Jumat, 06 November 2015

Dampak Pengharapan Kekal

Ke dalam tangan-Mulah ku serahkan rohku, Engkau telah menebusku, O Tuhan Allah yang benar. -- Mazmur 31:6  
Kita akan selama-lamanya bersama-sama dengan Tuhan. Karena itu hiburkanlah seorang akan yang lain dengan perkataan-perkataan ini.  -- 1 Tesalonika 4:17-18
Justru karena tidak memiliki harapan kekal, orang mungkin sekali bisa menjadi berhasil, kaya, makmur dalam kehidupan sementara ini. Kaget? Petunjuknya, bangsa-bangsa yang berhasil menjadi "naga-naga" ekonomi bukankah: Jepang disusul oleh Taiwan, Korea Tiongkok? Filsafat-keagamaan bangsa-bangsa itu -- Shintoism, Buddhism, Taoism, Shamanism, Confucianism, -- sama sekali tidak memiliki harapan akan hidup sesudah hidup ini, hidup kekal. Justru karena tidak memiliki orientasi kekal, maka satu-satunya hidup sementara di dunia fana ini yang harus habis-habisan diusahakan, dinikmati, digarap. Alhasil, terjadilah keberhasilan ekonomi luar biasa. Lain halnya dengan keberhasilan akibat etos Judeo-Kristen -- kerja dalam irama adanya istirahat dalam semangat pengabdian kasih kepada sang Pencipta -- yang juga membawa keberhasilan ilmu, teknologi, ekonomi, sejauh tidak disimpangkan menjadi sekularisme.

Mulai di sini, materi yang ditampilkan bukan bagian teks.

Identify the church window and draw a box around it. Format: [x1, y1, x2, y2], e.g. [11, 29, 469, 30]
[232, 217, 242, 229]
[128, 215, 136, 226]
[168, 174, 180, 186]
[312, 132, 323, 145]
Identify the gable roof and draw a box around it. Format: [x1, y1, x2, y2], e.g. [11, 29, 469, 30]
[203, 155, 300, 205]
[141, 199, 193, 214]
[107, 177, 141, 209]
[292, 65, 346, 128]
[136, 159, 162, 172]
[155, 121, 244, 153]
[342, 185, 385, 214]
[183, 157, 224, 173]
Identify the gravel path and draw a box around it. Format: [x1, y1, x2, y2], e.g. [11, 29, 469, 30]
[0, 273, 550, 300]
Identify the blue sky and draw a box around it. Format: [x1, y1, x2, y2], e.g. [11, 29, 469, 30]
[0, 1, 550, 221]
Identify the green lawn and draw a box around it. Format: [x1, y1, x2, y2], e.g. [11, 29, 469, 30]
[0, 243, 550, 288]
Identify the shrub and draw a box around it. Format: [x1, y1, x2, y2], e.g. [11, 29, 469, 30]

Maka hati-hatilah dengan sikap terhadap kerja, uang, materi, sukses. Bisa sangat tipis dan licin perbedaan antara mengabdi dengan harapan kekal dari menguras hanya untuk yang sementara.
Tuhan, kiranya kehidupan kami dalam segala aspeknya menjadi testamen bagi percaya kami akan Engkau. Kiranya hati kami dibentuk oleh kasih kepada-Mu dan melaluinya jelas kami memiliki pengharapan kekal di dalam-Mu. Amin.